こうしてみると、50年代に白人のエルヴィスが、黒人のようなリズム&ブルースを歌い(映画等で、黒人サイドからエルヴィスは、黒人のリズム&ブルースを盗みロックン・ロールとして白人の音楽にしたと、良く非難されるシーンが出てきます)、60年代は、閉鎖的だったカントリー界も長髪のロッカー(カントリー・ロック)や逆に黒人がカントリーを歌うことを受け入れ始めるようになった訳ですね。
*ノーザン・ソウル
ソウルミュージックの特徴を大きく分けると、ライト・ソウルとも呼ばれるノーザン・ソウルとディープ・ソウル或いはヘヴィー・ソウルのサザン・ソウルに分けられると思いますが、この時代を代表するノーザン・ソウルと言えばデトロイトの「モータウン」ですね。
スモーキー・ロビンソン、フォートップス、マーサ&ヴァンデルス、ダイアナ・ロス&スプリームス、テンプテイションズ、スティーヴィー・ワンダー、マーヴィン・ゲイ、グラディス・ナイト等で、ソウルの枠を超えたアメリカン・ポップスを代表するアーティストでもあります。
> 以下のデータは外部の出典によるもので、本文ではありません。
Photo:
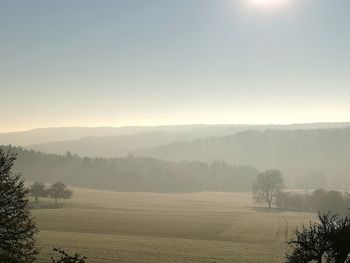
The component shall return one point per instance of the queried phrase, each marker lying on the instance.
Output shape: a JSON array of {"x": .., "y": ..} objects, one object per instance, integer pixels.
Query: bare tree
[
  {"x": 59, "y": 191},
  {"x": 38, "y": 190},
  {"x": 267, "y": 186}
]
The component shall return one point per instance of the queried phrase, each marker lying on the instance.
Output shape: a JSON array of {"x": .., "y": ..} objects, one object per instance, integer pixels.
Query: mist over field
[{"x": 175, "y": 131}]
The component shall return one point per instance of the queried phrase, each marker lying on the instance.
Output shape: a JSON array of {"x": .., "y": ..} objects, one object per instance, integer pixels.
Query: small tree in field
[
  {"x": 267, "y": 187},
  {"x": 59, "y": 191},
  {"x": 38, "y": 190},
  {"x": 64, "y": 257},
  {"x": 17, "y": 228}
]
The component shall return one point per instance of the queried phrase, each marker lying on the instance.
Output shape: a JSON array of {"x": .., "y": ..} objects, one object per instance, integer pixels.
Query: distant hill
[
  {"x": 138, "y": 139},
  {"x": 45, "y": 135},
  {"x": 320, "y": 154},
  {"x": 132, "y": 174}
]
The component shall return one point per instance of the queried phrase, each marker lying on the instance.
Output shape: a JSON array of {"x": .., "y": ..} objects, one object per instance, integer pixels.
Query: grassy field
[{"x": 144, "y": 227}]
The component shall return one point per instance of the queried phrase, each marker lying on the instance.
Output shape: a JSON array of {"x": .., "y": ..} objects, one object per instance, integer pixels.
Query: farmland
[{"x": 144, "y": 227}]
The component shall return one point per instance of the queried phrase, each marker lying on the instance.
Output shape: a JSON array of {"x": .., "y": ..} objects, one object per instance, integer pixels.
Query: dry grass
[{"x": 142, "y": 227}]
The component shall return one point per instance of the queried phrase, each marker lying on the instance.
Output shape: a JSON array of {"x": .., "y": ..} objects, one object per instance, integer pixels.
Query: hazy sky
[{"x": 136, "y": 62}]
そして他にも、カーティス・メイフィールドを中心としたコーラスグループのインプレッションズやデルズが活躍したシカゴや70年代に活況を呈するフィラデルフィアも重要な拠点となっていきました。
*サザン・ソウル
一方、南部ではメンフィスの「スタックス」で、ニューヨークのアトランティックとも提携し、オーティス・レディング、サム&デイヴ、ウィルソン・ピケット等を輩出し、アラバマのマスル・ショールズを拠点とするフェイムには、アリサ・フランクリン、ソロモン・バーグ等が次々に録音に訪れました。こうしたアーティストからみてみると、サザン・ソウルは、より一層ゴスペルやブルースの要素が色濃く反映されていますね。
*ファンク
ファンクは、1960年代半ばくらいまでには、アフリカ特有の土着的なリズムをソウルに取り入れたジェイムス・ブラウンとニューオリンズに拠点を置いたアラン・トゥーサンやミーターズらの手によって原型ができたと言われています。
その後、そのリズムをバンドサウンドにしたスライ&ファミリー・ストーンの登場は、黒人、白人、女性が共存した画期的な存在となり、アース・ウインド&ファイアーは、ファンクを身近なものにしました。
その影響はジャズにも飛び火しマイルス・デイビスが「ビッチェズ・ブリュー」を発表しクロスオーヴァーに発展していきました。こうした流れに乗り、60年代後半にジョージ・クリントンが、ファンカデリック(ファンクとサイケデリックの合成語)とパーラメントという2つのバンドを結成しました。また、70年代に入ると、白人ファンクバンドが登場し、ワイルド・チェリーやアヴェレイジ・ホワイト・バンドが全米NO1ヒットを生み出していくことになります。
今回もたくさんありすぎて紹介しきれません、特に、スティーヴィー・ワンダー、マーヴィン・ゲイ、グラディス・ナイト、アース・ウインド&ファイアー等は、70年代で紹介した方が良さそうなので悪しからず。